Agibot Launches Global Site, Rolls RaaS Rentals
By Chen Wei
Image / Photo by Everyday basics on Unsplash
Agibot just turned robot adoption into a pay-as-you-go deal—with rentals starting at €899 a day.
At MWC 2026 in Barcelona on March 2, Agibot rolled out its full lineup of general-purpose embodied robots and unveiled a global push that leans hard into Robot-as-a-Service. The company’s overseas standalone website, launched in tandem with the show, promises a one-stop platform for product catalog, direct sales and leasing, and customized solutions, signaling a shift from pure hardware sales to service-enabled growth. The event drew a high-profile audience, including a visit from Spanish royalty, underscoring the company’s ambition to land with European customers.
The new site integrates a dual-channel purchasing model—direct sales alongside leasing—and positions Agibot as a provider of end-to-end support. The RaaS offering is designed to lower adoption barriers for embodied intelligence technologies and to accelerate deployment across diverse scenarios, from private events and marketing campaigns to temporary industrial operations. Pricing starts at €899, with flexible terms that can be as short as one day, highlighting a tilt toward pilot projects and rapid experimentation rather than long-term commitments alone.

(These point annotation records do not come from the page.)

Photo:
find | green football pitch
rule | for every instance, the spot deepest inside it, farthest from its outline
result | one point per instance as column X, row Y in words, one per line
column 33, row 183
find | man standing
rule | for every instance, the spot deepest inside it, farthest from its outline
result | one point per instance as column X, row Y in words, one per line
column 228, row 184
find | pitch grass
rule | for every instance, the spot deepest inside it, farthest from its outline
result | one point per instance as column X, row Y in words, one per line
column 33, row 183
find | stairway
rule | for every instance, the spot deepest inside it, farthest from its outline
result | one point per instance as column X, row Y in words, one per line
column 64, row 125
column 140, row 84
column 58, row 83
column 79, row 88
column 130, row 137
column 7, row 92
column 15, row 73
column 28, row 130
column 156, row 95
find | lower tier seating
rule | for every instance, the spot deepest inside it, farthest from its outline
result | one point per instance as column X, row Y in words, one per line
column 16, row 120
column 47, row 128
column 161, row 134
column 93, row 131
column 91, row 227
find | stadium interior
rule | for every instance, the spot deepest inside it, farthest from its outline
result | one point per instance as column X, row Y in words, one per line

Beyond the storefront and pricing, Agibot announced a global service footprint that now covers 17 countries and regions. Local collaborators will operate a full-process support system that spans delivery, maintenance, and operations. In practice, this means customers can expect a more turnkey experience—less risk around spares, calibration, and on-site servicing, and more predictable costs tied to usage.
From a China-centred production perspective, the move reflects a broader industry pattern: hardware-makers increasingly bundle services to scale internationally. The idea is simple but potent: turn a capital-intensive purchase into a modular, service-enabled solution that can be installed, tested, and scaled quickly across multiple markets. The overseas website and RaaS lineup suggest Agibot is building a global customer base without relying solely on regional distributors or value-added resellers, a strategy many Chinese robotics firms are pursuing to transcend tariff walls and currency risk.
Analyst notes and practitioner considerations follow quickly from this model. First, the rental approach lowers upfront capex and accelerates pilots, which is especially appealing to small and mid-sized enterprises testing embodied automation. The €899-per-day entry point is a transparent, tangible barometer for what a short-term engagement costs and what a longer-term relationship could yield if the pilot proves successful. Second, the 17-country service network implies a heavy reliance on localized partnerships to deliver on maintenance, parts supply, and on-site support. While this can shorten repair cycles and improve uptime, it also raises questions about consistency of service quality across regions and the readiness of remote diagnostics and standardized training.
There are practical tradeoffs for buyers to watch. One is the dichotomy between direct sales and leasing: a leasing-heavy approach can drive volume and stickiness, but it may also compress margins and create channel conflicts if distributors feel displaced. A second is regulatory and safety compliance across different markets. Deciding which markets to prioritize—and how to certify and maintain equipment to varying regional standards—will matter as Agibot scales. Third, the global logistics of parts, calibration, and software updates will test the robustness of the platform’s one-stop model, especially under cross-border duty regimes and data privacy requirements.
Still, the signal is clear: a Chinese robotics maker is leaning into a service-centric global strategy, betting that customers prefer immediate, test-ready access to embodied intelligence. If Agibot can sustain reliability and a consistent service standard through its 17-country network, the move could redraw quick-start expectations for buyers and recalibrate how robotics suppliers structure international growth.